NRDC Questions FDA Oversight, Safety of New Food Ingredients
The environmental group characterized the oversight process as "shockingly weak and hidden from public scrutiny."
April 7, 2014
WASHINGTON—An environmental action group today characterized as "woefully inadequate" federal protections that are aimed to shield consumers from unsafe ingredients in foods, claiming flaws in the system may be exposing Americans to health risks.
In a report, "Generally Recognized as Secret: Chemicals Added to Food in the United States", Natural Resources Defense Council (NRDC) cited a lack of appropriate oversight by the U.S. Food and Drug Administration (FDA), calling for legislative changes to the process by which new ingredients are added to the U.S. food supply.
Under federal law, any substance that is added to food is deemed a food additive that is subject to premarket approval by FDA unless it is considered "generally recognized as safe" (GRAS) by qualified experts or otherwise excluded from the definition of a food additive.
Although food companies can notify FDA that a panel of experts has made a GRAS determination, they are not required to do so.
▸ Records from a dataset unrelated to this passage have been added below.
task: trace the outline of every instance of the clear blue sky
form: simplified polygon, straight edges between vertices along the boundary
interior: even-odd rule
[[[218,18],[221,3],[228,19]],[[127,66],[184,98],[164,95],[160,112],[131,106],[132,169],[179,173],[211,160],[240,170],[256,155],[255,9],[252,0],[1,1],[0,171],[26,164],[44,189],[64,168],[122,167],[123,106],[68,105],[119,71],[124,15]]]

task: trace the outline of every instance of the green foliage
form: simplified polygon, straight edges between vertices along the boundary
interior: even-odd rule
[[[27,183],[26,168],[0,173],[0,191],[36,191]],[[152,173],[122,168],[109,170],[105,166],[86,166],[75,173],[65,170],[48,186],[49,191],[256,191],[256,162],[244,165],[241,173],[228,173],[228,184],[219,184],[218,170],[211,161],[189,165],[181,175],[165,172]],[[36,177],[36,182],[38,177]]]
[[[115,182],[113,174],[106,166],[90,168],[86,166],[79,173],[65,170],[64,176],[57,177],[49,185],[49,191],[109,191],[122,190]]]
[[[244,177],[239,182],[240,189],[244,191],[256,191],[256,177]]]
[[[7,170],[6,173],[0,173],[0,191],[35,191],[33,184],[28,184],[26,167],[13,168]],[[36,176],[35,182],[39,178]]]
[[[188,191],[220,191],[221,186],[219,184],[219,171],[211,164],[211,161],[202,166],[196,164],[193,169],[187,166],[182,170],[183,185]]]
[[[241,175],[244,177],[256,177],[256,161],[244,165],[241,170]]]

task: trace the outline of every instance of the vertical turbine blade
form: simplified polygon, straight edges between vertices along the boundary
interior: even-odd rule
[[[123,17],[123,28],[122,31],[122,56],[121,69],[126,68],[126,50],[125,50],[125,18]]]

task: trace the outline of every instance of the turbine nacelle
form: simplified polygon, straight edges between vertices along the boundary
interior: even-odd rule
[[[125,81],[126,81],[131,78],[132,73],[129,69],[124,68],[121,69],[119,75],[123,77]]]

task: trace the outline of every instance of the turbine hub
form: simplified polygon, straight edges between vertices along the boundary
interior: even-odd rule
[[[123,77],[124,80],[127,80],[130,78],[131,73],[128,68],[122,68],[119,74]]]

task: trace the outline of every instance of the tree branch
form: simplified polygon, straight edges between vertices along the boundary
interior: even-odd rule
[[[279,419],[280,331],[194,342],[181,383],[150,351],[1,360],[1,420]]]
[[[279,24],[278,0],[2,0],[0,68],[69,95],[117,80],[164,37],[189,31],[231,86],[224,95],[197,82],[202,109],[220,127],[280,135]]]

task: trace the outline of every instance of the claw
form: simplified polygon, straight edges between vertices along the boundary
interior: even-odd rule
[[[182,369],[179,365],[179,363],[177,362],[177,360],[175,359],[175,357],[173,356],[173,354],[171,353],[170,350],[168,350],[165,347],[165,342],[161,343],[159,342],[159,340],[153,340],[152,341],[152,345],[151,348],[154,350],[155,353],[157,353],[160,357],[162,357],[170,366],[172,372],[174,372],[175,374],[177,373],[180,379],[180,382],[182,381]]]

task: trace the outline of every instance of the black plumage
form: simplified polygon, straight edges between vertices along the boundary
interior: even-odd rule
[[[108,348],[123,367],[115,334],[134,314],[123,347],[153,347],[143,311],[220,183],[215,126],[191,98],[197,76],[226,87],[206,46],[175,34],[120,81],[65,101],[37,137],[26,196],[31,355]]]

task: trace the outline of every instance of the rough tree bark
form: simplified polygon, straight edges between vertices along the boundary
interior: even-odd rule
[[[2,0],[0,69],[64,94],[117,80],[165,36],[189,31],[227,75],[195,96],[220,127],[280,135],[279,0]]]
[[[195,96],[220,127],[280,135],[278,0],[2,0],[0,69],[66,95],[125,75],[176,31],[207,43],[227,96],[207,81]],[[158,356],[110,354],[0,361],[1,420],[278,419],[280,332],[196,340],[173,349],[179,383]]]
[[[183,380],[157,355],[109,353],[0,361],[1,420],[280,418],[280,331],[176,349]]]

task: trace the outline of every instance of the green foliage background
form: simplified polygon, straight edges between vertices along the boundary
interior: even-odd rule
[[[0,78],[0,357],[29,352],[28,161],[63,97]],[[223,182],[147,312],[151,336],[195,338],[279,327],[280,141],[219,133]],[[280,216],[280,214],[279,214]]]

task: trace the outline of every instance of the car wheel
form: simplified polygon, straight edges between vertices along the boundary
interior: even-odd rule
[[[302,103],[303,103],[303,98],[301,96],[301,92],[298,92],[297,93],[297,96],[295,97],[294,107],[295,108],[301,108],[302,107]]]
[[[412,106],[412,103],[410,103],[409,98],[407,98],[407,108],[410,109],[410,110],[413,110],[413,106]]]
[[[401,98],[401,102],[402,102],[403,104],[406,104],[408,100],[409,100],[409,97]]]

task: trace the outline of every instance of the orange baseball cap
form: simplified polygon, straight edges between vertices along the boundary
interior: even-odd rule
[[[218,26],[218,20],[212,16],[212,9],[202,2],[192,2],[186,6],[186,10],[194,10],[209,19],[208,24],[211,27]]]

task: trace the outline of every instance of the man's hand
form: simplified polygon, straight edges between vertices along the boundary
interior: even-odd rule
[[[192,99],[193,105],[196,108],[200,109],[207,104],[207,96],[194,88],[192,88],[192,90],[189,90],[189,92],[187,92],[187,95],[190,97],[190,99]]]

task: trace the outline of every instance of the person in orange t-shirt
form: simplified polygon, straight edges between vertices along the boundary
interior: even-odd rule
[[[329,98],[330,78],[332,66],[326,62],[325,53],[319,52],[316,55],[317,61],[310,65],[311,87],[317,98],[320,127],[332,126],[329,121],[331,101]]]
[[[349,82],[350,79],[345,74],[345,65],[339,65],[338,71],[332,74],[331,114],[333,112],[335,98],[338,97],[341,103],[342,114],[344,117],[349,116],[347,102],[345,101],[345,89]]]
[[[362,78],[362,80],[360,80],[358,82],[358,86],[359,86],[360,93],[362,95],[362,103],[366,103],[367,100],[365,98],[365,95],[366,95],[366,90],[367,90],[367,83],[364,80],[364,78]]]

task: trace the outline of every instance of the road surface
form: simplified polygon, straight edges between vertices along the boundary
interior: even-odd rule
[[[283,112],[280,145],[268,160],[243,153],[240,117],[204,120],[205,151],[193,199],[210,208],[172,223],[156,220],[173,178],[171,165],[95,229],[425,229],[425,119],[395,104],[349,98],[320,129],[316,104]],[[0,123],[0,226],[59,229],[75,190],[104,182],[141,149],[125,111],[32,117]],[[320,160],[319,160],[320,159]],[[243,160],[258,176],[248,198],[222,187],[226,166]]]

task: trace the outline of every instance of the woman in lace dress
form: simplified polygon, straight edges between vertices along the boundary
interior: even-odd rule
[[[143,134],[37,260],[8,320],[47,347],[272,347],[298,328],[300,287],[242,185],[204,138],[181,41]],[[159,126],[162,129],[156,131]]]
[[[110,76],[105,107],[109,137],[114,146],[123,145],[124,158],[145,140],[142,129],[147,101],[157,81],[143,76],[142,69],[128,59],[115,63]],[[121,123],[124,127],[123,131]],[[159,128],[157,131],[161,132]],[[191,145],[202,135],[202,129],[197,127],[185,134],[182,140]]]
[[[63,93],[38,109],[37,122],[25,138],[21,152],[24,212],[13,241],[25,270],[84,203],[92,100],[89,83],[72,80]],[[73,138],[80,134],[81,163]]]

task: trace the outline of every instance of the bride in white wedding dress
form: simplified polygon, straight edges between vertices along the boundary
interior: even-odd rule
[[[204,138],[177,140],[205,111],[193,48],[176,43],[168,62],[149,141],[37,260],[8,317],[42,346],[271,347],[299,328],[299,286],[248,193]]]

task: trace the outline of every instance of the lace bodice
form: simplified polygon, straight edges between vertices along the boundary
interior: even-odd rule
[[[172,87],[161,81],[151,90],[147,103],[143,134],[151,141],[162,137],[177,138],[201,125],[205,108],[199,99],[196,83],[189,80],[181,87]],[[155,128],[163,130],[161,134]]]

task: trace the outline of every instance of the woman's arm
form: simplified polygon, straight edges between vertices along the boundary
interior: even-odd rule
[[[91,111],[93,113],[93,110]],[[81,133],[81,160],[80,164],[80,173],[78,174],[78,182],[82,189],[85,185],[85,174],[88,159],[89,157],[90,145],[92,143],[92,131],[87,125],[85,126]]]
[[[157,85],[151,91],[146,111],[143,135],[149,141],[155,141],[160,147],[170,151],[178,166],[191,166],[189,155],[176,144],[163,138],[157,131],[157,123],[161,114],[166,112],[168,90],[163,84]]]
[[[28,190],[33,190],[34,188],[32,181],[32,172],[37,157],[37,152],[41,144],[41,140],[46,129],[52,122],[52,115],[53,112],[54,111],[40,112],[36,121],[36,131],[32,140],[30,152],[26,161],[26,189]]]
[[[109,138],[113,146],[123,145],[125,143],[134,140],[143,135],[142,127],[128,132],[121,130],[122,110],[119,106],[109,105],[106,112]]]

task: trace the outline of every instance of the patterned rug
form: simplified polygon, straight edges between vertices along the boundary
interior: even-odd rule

NRDC identified 275 chemicals from 56 companies that appear to be marketed as GRAS and used in food based on safety determinations that did not have to be reported to FDA or the public.
When companies submit to FDA a GRAS determination, the agency rejects the determination or prompts a withdrawal in one of five cases, according to NRDC. Based on GRAS notices submitted to FDA, but subsequently withdrawn, NRDC cited cases in which companies certified their chemicals as safe for use in food in spite of potentially serious allergic reactions or adverse reactions in combination with common drugs. The report also said companies have proposed using chemicals in food at significantly higher levels than the quantities the company determined are safe.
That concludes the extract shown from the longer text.